I had a lot of reasons for stepping back from social media. The fitness people were making me crazy. Once I eliminated them from my feed, all the non-dieting, weight-neutral, body-positive content was making me feel just as bad! They're still talking about food/weight/body all day, still judging, still causing me to second guess my own decisions. I got rid of all that, and then my family and friends were still body shaming and food policing. The more I listed to others or read about what they were doing, the more I doubted myself. Once I shut everyone else out, I could finally hear what my own body was telling me and trust my own decisions. Now, I follow mostly monkeys and puppies. I like "acrylic pour" painting channels, dog training, cooking, finance, basically anything that makes me feel relaxed, positive, or informed after viewing. That ruled out most of my relatives and coworkers. LOL
Now, it's not such a big deal. I enjoy some food and fitness content again. The key there is realizing that any judgment, comparison, or doubt is coming from my own mind. Other people aren't doing it to me; it's an inside job. It does tend to flare up more when I watch more, so if I find myself questioning what I'm doing or thinking I should change, I back away from the outside influences and watch more kittens and sloths.

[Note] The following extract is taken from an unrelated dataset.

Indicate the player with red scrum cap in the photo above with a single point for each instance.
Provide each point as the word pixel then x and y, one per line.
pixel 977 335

Instead of looking to others for answers and approval in the areas of food, fitness, and body image, I find that the way to build trust in myself is to go ahead, make a decision, own it, and learn from it. The more I choose for myself based on how I feel and what I want, the more my confidence grows and the less it matters what others are doing or saying.
I'll stay in touch here then! I was talking to Caitlin on Instagram (peanut butter fiend). I'm so sorry to hear about Ripley. 💔He was such a sweetie. I'm a dog mom now for two and a half years after swearing we wouldn't get a dog in the city. It is hard--especially now but she is my dog child now and we will make it work. Glad you're OK. Stay safe!
So good to see you and hear that you are well and Ok!